Comic Strip of the Day

CSotD: Cartoon Classic: Sex, Politics and Mudslinging

Grover-cleveland-love-child
Daryl Cagle posts a brief item reflecting on this Frank Beard classic cartoon, in light of Arnold Schwartzenegger's current scandalous problems. With Schwarzenegger's political career already in the rearview mirror, I'm not sure the parallel holds, but the general tone of political commentary has certainly reverted to the partisan age in which Beard reigned.

During the Lewinksy scandal, I wrote a column on Cleveland's response to the issue, couched in a discussion of how I taught this particular cartoon as part of a presentation I used to do for high schools. The column ran February 1, 1998, in the Press-Republican of Plattsburgh NY (which retains the copyright), and, since it was good enough to get me invited to a Freedom Forum roundtable on the topic of White House coverage, I won't attempt to improve upon it:

 

1884's lesson: "Whatever you do, tell the truth."
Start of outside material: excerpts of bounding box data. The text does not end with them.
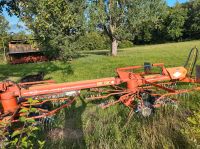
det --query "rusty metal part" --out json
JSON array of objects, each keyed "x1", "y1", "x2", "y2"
[{"x1": 0, "y1": 59, "x2": 200, "y2": 122}]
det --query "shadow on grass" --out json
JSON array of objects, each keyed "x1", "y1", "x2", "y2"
[
  {"x1": 0, "y1": 62, "x2": 73, "y2": 81},
  {"x1": 63, "y1": 97, "x2": 87, "y2": 149}
]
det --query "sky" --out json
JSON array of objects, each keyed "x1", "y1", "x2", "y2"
[{"x1": 3, "y1": 0, "x2": 188, "y2": 33}]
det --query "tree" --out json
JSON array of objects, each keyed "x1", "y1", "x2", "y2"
[
  {"x1": 5, "y1": 0, "x2": 85, "y2": 59},
  {"x1": 184, "y1": 0, "x2": 200, "y2": 39},
  {"x1": 165, "y1": 3, "x2": 187, "y2": 40},
  {"x1": 0, "y1": 15, "x2": 9, "y2": 61},
  {"x1": 89, "y1": 0, "x2": 165, "y2": 56}
]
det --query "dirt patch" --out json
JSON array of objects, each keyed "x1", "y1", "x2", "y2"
[{"x1": 48, "y1": 128, "x2": 83, "y2": 141}]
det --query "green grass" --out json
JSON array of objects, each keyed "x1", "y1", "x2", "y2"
[{"x1": 0, "y1": 41, "x2": 200, "y2": 149}]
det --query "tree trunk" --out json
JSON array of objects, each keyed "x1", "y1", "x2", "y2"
[{"x1": 111, "y1": 38, "x2": 118, "y2": 56}]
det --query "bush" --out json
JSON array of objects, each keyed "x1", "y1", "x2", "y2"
[
  {"x1": 119, "y1": 40, "x2": 133, "y2": 48},
  {"x1": 77, "y1": 32, "x2": 109, "y2": 50}
]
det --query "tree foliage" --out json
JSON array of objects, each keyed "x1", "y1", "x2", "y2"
[
  {"x1": 165, "y1": 3, "x2": 187, "y2": 40},
  {"x1": 89, "y1": 0, "x2": 165, "y2": 56},
  {"x1": 7, "y1": 0, "x2": 85, "y2": 58}
]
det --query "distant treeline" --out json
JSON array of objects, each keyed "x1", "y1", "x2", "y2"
[{"x1": 0, "y1": 0, "x2": 200, "y2": 59}]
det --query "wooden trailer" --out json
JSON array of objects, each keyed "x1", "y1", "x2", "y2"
[{"x1": 8, "y1": 40, "x2": 47, "y2": 64}]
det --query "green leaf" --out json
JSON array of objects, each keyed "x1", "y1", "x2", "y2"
[
  {"x1": 28, "y1": 98, "x2": 33, "y2": 103},
  {"x1": 29, "y1": 108, "x2": 37, "y2": 113},
  {"x1": 19, "y1": 108, "x2": 28, "y2": 113},
  {"x1": 26, "y1": 118, "x2": 35, "y2": 123},
  {"x1": 11, "y1": 130, "x2": 21, "y2": 138},
  {"x1": 19, "y1": 116, "x2": 26, "y2": 122}
]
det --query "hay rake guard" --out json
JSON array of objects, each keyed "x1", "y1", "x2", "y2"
[{"x1": 0, "y1": 48, "x2": 200, "y2": 123}]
USA Today, NBC and CBS have each, over the past week, agonized publicly over the dilemma of covering presidential sex scandals in front of children. The NBC reporter even said something about bringing up "X-rated topics" with a PG audience.
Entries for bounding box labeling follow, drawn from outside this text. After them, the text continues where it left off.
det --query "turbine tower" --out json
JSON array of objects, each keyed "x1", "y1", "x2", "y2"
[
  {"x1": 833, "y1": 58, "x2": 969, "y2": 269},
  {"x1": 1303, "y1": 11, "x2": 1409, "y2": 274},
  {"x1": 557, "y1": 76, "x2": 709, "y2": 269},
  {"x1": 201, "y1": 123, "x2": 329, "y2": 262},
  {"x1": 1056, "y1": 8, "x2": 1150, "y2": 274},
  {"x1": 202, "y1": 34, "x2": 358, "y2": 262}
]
I guess it's been a while since she saw a PG movie, or talked about sex with an adolescent.

Through our Political Cartoon presentation, I've been discussing a presidential sex scandal with students for a couple of years now, though there are so many topics to be covered that we don't always get to Grover Cleveland's 1884 campaign.

When we do, the kids find it  an interesting study in mudslinging.

We've already talked about the difference between cartoons that attack someone's policies and cartoons that attack them on a personal basis, and the Frank Beard cartoon is a good example of personal attack: Grover Cleveland throws an angry tantrum as a woman weeps and, in her arms, an infant leans towards Cleveland, crying "I want my pa!"

First of all, I tell them, the "infant" was 10 years old by the time Cleveland ran for president: Beard drew a baby to play upon sentiment.

However, there was a more fundamental reason the attack failed: Cleveland hadn't abandoned the child, and he refused to hide from the rumors.

Gov. Cleveland had barely been nominated when the Buffalo Evening Telegraph published a report in which it revealed that, in his days as a Buffalo attorney, Cleveland had impregnated a poor young widow, then had her committed to a mental institution to get out of marrying her, abandoning the unfortunate infant to an orphan asylum.

Campaign advisor Charles Goodyear wired Albany for instructions, and the governor sent a famous six-word reply: "Whatever you do, tell the truth."

Cleveland himself confided that truth to a selection of influential clergymen.

And the truth was this: A decade before, Cleveland had made the acquaintance of Maria Halpin, an attractive, intelligent widow who had come from Pennsylvania to work in a shirt factory and now was manager of the cloak department at a drygoods store.

Halpin kept company with several Buffalo attorneys, and I explain to the students that she was not a prostitute, but that she may have sometimes complained over dinner about the difficulty of meeting her rent that month or the distressing shabbiness of her only winter coat. It's entirely possible that she may have, from time to time, received some assistance from these generous friends.

Halpin became pregnant, and named Cleveland as the father.

Was he? They didn't have blood tests in those days, but it was possible.

She may have named Cleveland because the other attorneys were married, or because she knew he would behave honorably. In any case, he accepted the responsibility.

He paid Maria Halpin's bills while she was out of work having the baby. Then, when she fell into serious alcoholism after the baby was born, he paid for her treatment  at a sanitarium run by the Sisters of Charity, and to have the baby kept at a local orphan asylum. Later, Cleveland footed the legal bills for termination of custody, and for the child to be adopted by a middle-class family. The child grew up to become a physician.

Meanwhile, Cleveland paid to set the woman up with her own business in Niagara Falls, so that she would no longer have to rely upon the kindness of strangers.

As the Rev. Kingsley Twining wrote in his report on the scandal, "After the preliminary offense … his conduct was singularly honorable, showing no attempt to evade responsibility and doing all that he could to meet the duties involved, of which marriage was certainly not one."

While all  this was unraveling, Cleveland was offered the chance to purchase documents that would unleash a counter-scandal on his opponent, James Blaine. He paid the tipster and took the papers, saying, "Is this all of them?"

Assured that the bundle was complete, he shredded it, entirely unread, and fed the scraps into his office fireplace.

"The other side can have a monopoly of all the dirt in this campaign," he commented, as the incriminating documents were reduced to ashes.

So, are kids ready to hear a story like that?

Looking around, you might say the lesson is a bit overdue.